Anyone else fighting Blackwell GSP timeout in production passthrough? How are you handling recovery without a host reboot?

“`html

The post discusses issues encountered with NVIDIA RTX Pro 5000 (Blackwell) GPUs in a Linux VM environment, where the GSP firmware experiences heartbeat timeouts during initialization or driver reloads. This leads to the GPU entering an unrecoverable “bad state”, causing errors such as assertion failures and inability to initialize the GSP firmware.

Users have attempted various methods like secondary bus reset (SBR) on upstream bridges, forcing D3cold via root port power management, or driver reloads without success. The only reliable “fix” is a full cold reboot of the host system. This problem persists even for other user-submitted Blackwell cards where these methods are known to work.

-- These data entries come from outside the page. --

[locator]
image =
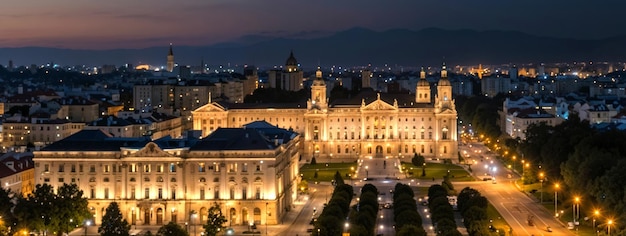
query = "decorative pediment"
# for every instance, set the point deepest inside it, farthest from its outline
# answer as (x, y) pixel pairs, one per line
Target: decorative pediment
(210, 107)
(379, 105)
(150, 150)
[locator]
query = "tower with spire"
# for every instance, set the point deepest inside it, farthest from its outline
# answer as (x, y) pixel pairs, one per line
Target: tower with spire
(170, 60)
(444, 99)
(366, 76)
(422, 94)
(290, 78)
(318, 93)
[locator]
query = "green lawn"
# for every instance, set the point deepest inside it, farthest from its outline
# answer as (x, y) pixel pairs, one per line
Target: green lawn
(326, 171)
(437, 171)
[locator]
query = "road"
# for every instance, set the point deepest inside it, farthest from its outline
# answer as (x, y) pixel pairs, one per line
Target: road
(514, 206)
(313, 206)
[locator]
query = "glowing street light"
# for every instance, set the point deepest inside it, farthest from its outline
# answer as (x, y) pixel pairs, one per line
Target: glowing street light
(556, 199)
(575, 208)
(541, 180)
(596, 213)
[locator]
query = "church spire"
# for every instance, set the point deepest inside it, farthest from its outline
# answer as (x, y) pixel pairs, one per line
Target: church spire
(444, 72)
(170, 59)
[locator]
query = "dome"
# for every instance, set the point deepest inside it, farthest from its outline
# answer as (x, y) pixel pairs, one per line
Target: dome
(423, 82)
(444, 82)
(291, 61)
(319, 82)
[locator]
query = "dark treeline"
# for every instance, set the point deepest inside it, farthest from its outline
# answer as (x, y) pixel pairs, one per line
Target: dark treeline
(473, 208)
(408, 221)
(441, 212)
(363, 216)
(331, 220)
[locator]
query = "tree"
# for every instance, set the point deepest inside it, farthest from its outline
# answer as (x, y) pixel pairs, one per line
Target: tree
(464, 196)
(418, 160)
(447, 184)
(411, 230)
(113, 223)
(71, 206)
(215, 222)
(36, 212)
(172, 229)
(338, 179)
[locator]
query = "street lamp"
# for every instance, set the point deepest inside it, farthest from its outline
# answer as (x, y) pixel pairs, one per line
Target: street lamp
(514, 163)
(556, 199)
(87, 224)
(194, 215)
(574, 209)
(596, 213)
(541, 180)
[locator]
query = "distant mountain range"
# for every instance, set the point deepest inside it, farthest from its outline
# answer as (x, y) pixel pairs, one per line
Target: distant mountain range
(356, 46)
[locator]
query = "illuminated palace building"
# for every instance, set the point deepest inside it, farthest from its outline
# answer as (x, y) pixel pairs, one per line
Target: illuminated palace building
(367, 125)
(251, 172)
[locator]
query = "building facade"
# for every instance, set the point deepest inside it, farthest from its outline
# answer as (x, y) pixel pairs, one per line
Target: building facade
(368, 125)
(251, 175)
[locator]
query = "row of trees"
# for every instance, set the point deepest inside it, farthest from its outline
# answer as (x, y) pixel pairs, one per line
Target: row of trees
(363, 216)
(43, 210)
(114, 224)
(330, 221)
(408, 221)
(473, 208)
(442, 213)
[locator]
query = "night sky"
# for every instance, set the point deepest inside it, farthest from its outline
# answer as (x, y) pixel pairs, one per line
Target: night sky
(97, 24)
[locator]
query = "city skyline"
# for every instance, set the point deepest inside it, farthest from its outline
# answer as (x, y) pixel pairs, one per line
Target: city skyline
(141, 24)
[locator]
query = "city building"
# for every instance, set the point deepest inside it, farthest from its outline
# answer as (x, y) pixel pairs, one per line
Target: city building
(517, 115)
(251, 172)
(290, 78)
(369, 124)
(17, 172)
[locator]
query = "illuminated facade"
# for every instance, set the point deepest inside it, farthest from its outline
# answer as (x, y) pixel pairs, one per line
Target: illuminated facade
(367, 125)
(251, 172)
(17, 172)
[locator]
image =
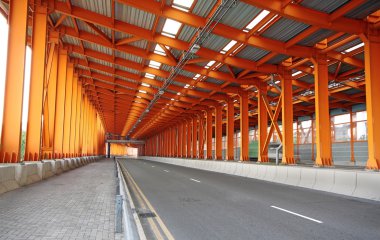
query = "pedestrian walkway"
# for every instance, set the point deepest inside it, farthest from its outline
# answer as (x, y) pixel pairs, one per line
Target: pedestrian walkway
(79, 204)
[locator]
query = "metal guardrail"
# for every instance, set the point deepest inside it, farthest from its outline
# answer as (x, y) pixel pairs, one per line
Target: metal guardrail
(130, 223)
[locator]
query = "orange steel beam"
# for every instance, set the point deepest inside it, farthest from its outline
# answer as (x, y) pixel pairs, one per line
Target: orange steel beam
(68, 110)
(372, 76)
(209, 133)
(60, 104)
(201, 136)
(244, 128)
(218, 132)
(14, 82)
(322, 116)
(287, 118)
(37, 77)
(263, 125)
(194, 136)
(230, 129)
(188, 151)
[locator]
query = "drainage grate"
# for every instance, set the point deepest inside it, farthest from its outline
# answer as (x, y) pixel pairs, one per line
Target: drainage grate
(145, 213)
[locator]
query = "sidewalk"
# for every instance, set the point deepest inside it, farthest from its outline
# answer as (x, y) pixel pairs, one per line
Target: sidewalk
(79, 204)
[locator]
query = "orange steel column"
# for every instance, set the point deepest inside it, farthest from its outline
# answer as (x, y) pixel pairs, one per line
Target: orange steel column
(218, 132)
(60, 104)
(195, 130)
(244, 126)
(287, 118)
(372, 80)
(14, 82)
(322, 116)
(188, 155)
(209, 133)
(37, 77)
(201, 137)
(74, 115)
(78, 118)
(230, 129)
(263, 125)
(67, 119)
(184, 138)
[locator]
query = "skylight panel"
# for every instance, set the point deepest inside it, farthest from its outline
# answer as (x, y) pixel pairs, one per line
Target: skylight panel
(354, 48)
(228, 46)
(209, 64)
(171, 28)
(148, 75)
(158, 49)
(257, 19)
(154, 64)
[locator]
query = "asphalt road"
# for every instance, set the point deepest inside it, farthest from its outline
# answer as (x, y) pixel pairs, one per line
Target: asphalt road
(197, 204)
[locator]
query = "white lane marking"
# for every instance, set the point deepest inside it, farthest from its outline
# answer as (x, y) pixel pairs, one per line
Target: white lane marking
(299, 215)
(195, 180)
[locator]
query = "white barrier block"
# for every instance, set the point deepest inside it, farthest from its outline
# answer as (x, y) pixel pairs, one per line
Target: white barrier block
(367, 185)
(308, 177)
(294, 175)
(8, 178)
(270, 173)
(324, 180)
(282, 174)
(261, 171)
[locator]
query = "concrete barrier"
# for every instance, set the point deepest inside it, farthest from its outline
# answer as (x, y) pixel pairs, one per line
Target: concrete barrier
(27, 173)
(344, 182)
(308, 177)
(324, 180)
(45, 169)
(367, 185)
(8, 178)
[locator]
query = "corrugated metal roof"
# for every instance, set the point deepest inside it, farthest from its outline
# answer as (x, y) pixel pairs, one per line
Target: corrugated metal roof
(134, 16)
(323, 5)
(215, 42)
(128, 56)
(284, 29)
(348, 45)
(70, 40)
(97, 47)
(316, 37)
(213, 80)
(203, 7)
(364, 10)
(278, 59)
(252, 53)
(99, 6)
(240, 15)
(187, 33)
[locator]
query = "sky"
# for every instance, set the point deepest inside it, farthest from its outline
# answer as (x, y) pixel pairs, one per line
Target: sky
(3, 64)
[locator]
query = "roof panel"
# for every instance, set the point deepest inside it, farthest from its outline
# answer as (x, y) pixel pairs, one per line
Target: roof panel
(134, 16)
(323, 5)
(203, 7)
(240, 15)
(99, 6)
(252, 53)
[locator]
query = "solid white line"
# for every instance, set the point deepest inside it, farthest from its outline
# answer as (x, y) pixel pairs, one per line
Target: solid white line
(195, 180)
(299, 215)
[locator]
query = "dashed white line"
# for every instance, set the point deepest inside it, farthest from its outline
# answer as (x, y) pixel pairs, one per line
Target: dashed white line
(297, 214)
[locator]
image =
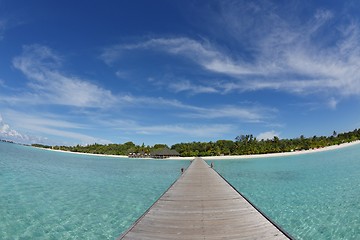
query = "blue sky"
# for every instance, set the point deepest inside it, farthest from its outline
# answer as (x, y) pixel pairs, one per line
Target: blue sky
(79, 72)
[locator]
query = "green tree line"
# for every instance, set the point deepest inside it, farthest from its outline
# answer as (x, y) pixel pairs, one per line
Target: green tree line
(242, 145)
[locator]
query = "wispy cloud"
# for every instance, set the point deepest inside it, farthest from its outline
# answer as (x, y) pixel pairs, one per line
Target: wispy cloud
(42, 66)
(286, 55)
(2, 28)
(8, 133)
(52, 125)
(187, 86)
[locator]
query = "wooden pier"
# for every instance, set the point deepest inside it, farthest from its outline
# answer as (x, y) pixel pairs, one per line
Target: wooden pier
(202, 205)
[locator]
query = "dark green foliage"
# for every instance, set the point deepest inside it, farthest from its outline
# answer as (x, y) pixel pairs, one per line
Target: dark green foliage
(243, 145)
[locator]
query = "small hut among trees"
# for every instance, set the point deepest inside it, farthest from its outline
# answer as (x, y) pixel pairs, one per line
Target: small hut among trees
(164, 153)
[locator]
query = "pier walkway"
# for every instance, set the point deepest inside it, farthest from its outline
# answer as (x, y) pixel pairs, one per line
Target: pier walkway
(202, 205)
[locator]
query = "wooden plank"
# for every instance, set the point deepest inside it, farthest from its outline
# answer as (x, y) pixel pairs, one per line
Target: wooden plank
(202, 205)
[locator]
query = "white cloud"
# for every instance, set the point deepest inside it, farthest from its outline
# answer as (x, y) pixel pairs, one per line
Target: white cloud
(2, 29)
(52, 125)
(286, 55)
(41, 65)
(187, 86)
(130, 127)
(8, 133)
(267, 135)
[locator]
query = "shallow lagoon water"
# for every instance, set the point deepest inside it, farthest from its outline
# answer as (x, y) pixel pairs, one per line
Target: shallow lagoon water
(52, 195)
(311, 196)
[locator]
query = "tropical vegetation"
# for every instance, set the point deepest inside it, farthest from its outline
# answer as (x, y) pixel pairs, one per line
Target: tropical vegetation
(242, 145)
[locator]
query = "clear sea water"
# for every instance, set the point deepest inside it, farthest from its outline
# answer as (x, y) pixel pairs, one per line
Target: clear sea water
(311, 196)
(52, 195)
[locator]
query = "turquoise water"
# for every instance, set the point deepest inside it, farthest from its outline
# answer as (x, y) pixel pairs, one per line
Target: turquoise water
(312, 196)
(51, 195)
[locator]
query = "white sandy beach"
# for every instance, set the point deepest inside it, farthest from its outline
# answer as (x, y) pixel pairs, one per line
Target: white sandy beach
(229, 157)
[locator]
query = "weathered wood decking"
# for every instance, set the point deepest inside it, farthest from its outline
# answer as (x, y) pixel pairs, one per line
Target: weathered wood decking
(202, 205)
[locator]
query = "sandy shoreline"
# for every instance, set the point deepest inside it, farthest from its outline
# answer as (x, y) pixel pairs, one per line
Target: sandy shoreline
(284, 154)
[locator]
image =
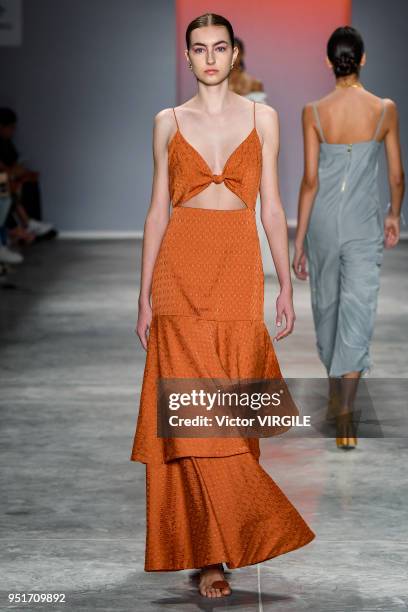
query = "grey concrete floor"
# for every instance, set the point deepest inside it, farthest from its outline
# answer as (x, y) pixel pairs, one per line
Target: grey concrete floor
(72, 504)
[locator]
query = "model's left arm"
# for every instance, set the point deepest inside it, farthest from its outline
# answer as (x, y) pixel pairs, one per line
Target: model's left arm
(273, 217)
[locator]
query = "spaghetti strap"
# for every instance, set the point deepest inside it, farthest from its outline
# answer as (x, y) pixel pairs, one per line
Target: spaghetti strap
(380, 120)
(174, 112)
(318, 121)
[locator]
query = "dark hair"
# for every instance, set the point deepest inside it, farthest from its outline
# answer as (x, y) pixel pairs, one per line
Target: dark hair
(7, 116)
(345, 49)
(206, 20)
(240, 44)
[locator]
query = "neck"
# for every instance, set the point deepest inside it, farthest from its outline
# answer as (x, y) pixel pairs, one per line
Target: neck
(350, 80)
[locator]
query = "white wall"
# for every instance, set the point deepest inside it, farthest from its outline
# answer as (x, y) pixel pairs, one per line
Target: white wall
(384, 28)
(86, 83)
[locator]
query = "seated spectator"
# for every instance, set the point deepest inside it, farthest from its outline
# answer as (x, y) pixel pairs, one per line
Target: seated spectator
(26, 211)
(7, 256)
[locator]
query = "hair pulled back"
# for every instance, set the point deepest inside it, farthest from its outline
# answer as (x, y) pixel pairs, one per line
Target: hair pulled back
(206, 20)
(345, 49)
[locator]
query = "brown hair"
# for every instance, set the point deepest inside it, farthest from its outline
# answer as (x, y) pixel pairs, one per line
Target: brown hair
(206, 20)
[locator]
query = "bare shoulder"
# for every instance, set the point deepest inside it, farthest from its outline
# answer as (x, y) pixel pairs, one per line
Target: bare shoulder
(390, 107)
(164, 119)
(266, 116)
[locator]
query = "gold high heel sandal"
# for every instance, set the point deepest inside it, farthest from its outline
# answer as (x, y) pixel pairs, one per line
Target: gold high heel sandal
(345, 434)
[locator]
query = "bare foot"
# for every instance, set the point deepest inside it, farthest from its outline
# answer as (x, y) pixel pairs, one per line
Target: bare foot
(210, 574)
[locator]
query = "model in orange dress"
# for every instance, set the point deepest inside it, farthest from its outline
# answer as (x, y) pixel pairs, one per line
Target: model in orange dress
(208, 500)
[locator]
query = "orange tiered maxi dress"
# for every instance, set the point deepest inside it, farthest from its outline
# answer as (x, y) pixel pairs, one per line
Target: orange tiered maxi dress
(208, 500)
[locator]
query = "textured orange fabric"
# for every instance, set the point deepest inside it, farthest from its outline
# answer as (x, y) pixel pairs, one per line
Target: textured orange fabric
(208, 499)
(189, 173)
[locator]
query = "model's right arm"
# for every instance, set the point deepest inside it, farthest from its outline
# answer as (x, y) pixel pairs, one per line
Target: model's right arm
(395, 176)
(308, 189)
(156, 221)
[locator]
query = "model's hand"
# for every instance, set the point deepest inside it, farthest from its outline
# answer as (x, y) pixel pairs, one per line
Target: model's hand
(284, 307)
(299, 263)
(143, 322)
(391, 230)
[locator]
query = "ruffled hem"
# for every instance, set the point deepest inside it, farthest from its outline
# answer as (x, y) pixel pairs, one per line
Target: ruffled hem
(193, 347)
(202, 511)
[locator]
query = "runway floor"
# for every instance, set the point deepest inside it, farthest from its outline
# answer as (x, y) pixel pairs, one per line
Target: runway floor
(72, 504)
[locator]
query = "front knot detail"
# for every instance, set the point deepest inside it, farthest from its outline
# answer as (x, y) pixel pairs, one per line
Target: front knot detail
(217, 178)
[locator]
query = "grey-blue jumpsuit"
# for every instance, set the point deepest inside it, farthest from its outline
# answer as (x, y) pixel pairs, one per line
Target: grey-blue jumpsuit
(344, 248)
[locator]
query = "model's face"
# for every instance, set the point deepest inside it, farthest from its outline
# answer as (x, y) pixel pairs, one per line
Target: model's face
(211, 54)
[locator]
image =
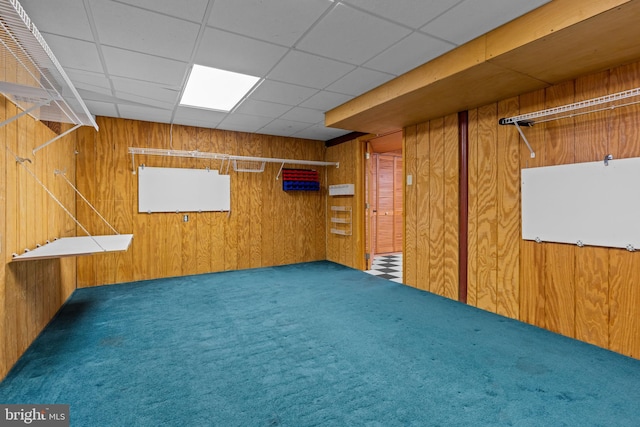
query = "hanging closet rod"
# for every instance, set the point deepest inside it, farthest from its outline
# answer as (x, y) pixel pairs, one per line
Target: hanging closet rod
(529, 119)
(204, 155)
(41, 77)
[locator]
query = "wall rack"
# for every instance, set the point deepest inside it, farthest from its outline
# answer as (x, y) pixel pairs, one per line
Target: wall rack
(71, 246)
(607, 102)
(226, 159)
(40, 88)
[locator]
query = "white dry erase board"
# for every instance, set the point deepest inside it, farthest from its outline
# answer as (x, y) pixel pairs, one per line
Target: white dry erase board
(583, 203)
(182, 190)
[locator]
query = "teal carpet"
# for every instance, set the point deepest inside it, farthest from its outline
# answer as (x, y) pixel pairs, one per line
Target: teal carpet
(313, 344)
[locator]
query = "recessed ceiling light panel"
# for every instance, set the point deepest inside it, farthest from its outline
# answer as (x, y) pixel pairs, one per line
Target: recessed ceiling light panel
(216, 89)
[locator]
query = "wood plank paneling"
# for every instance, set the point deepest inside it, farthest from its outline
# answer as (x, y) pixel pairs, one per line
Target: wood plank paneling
(487, 205)
(431, 206)
(4, 257)
(347, 250)
(410, 197)
(451, 212)
(624, 272)
(532, 255)
(31, 292)
(436, 206)
(472, 229)
(508, 286)
(592, 264)
(560, 266)
(421, 214)
(588, 293)
(164, 245)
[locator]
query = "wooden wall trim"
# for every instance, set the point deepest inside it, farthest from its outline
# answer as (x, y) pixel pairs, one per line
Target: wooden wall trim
(560, 40)
(463, 139)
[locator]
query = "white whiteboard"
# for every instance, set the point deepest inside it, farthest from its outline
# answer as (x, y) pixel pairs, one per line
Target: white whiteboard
(182, 190)
(583, 203)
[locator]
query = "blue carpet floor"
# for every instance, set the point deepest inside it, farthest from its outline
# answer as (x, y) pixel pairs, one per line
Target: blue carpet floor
(313, 344)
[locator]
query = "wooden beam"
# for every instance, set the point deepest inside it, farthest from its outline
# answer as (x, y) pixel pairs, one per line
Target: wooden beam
(556, 42)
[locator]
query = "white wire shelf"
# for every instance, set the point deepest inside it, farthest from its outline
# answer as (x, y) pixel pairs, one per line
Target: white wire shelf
(33, 78)
(607, 102)
(228, 158)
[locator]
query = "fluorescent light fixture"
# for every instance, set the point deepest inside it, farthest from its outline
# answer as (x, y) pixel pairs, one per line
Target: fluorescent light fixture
(216, 89)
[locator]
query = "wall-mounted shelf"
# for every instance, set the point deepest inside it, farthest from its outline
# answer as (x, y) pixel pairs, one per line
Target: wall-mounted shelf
(39, 87)
(607, 102)
(227, 159)
(341, 217)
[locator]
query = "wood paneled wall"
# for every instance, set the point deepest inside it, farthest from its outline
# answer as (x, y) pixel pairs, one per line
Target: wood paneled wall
(431, 157)
(31, 291)
(347, 250)
(590, 293)
(266, 226)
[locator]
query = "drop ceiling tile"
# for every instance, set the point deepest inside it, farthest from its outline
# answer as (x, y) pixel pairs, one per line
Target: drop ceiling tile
(143, 31)
(198, 117)
(325, 100)
(157, 92)
(359, 81)
(88, 80)
(282, 93)
(74, 53)
(192, 10)
(255, 107)
(320, 133)
(283, 127)
(277, 21)
(409, 53)
(349, 35)
(472, 18)
(63, 17)
(309, 70)
(105, 109)
(304, 115)
(147, 114)
(412, 13)
(243, 122)
(134, 65)
(221, 49)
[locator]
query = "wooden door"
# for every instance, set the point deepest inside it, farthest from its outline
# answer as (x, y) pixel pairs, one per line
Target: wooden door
(369, 184)
(388, 204)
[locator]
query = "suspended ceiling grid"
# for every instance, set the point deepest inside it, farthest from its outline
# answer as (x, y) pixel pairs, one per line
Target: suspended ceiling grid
(131, 58)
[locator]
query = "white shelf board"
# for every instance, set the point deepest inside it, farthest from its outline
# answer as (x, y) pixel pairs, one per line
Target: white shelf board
(74, 246)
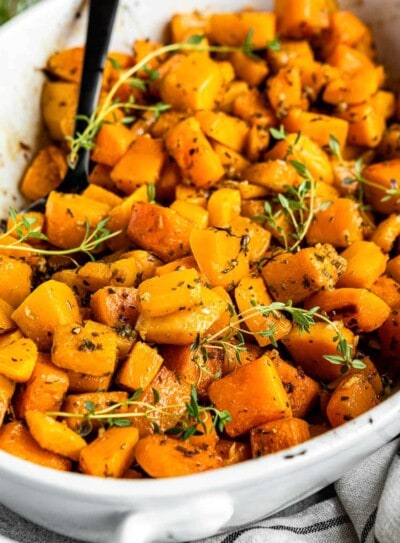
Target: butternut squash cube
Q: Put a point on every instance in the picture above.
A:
(340, 224)
(16, 439)
(357, 274)
(192, 84)
(78, 404)
(360, 309)
(67, 216)
(7, 388)
(251, 292)
(112, 142)
(163, 456)
(50, 305)
(232, 28)
(141, 164)
(115, 306)
(302, 18)
(317, 126)
(18, 359)
(225, 129)
(278, 435)
(170, 393)
(302, 390)
(45, 173)
(140, 368)
(170, 292)
(182, 326)
(253, 394)
(15, 280)
(196, 158)
(295, 276)
(54, 436)
(160, 230)
(89, 348)
(59, 100)
(45, 390)
(229, 261)
(111, 454)
(308, 349)
(383, 176)
(353, 396)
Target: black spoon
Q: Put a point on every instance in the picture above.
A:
(99, 28)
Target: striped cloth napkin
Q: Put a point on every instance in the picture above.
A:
(362, 507)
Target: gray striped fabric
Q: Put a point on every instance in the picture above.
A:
(362, 507)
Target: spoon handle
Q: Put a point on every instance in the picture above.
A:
(100, 24)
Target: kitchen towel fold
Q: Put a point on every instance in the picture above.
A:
(362, 507)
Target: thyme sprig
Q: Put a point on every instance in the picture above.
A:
(26, 228)
(85, 139)
(232, 336)
(184, 425)
(356, 175)
(297, 204)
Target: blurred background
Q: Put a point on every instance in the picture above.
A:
(9, 8)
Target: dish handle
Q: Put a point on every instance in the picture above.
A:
(197, 518)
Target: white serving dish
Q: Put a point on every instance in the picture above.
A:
(121, 511)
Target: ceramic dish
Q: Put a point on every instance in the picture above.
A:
(190, 507)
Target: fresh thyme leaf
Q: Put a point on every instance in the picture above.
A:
(334, 147)
(159, 108)
(278, 134)
(137, 83)
(136, 395)
(156, 427)
(196, 39)
(85, 428)
(300, 168)
(189, 432)
(114, 63)
(247, 44)
(151, 192)
(156, 396)
(274, 45)
(152, 74)
(120, 423)
(128, 120)
(89, 406)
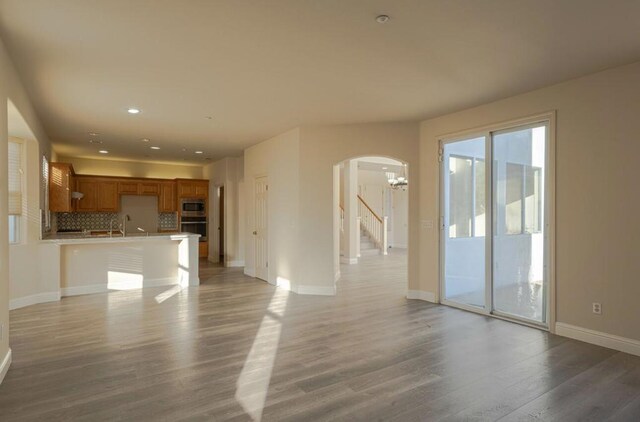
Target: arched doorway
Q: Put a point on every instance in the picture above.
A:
(371, 223)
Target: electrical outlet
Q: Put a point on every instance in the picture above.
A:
(597, 308)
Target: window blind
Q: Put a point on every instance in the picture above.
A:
(45, 188)
(15, 178)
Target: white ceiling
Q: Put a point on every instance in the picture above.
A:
(381, 164)
(259, 68)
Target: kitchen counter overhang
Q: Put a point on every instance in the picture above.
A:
(93, 264)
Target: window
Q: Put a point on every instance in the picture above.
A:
(46, 218)
(15, 190)
(523, 211)
(467, 191)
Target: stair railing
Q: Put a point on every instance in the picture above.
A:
(373, 225)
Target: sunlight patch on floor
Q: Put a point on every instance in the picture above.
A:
(253, 382)
(117, 280)
(168, 293)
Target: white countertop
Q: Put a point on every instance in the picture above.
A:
(88, 239)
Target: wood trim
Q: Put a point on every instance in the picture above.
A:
(369, 208)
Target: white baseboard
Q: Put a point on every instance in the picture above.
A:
(234, 264)
(21, 302)
(158, 282)
(83, 290)
(599, 338)
(422, 295)
(4, 366)
(316, 290)
(104, 288)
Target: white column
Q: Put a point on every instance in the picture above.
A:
(188, 261)
(351, 229)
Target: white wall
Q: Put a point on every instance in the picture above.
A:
(228, 172)
(374, 188)
(132, 168)
(277, 158)
(300, 165)
(11, 89)
(596, 252)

This issue highlights significant challenges in managing GPU passthrough on Linux systems, particularly with newer architectures like Blackwell.
It underscores the need for more robust and reliable firmware and driver support for these GPUs in production environments.
The lack of a non-reboot solution is concerning for users relying on such hardware for workloads.

“`

“`plaintext
– This issue demonstrates significant challenges with GPU passthrough, especially for newer architectures like Blackwell.
– It points to the need for more reliable firmware and driver support in production environments.
– The absence of a non-reboot solution is a critical concern for users relying on these GPUs.

Source Read original →

Stay ahead of AI. Get the most important stories delivered to your inbox — no spam, no noise.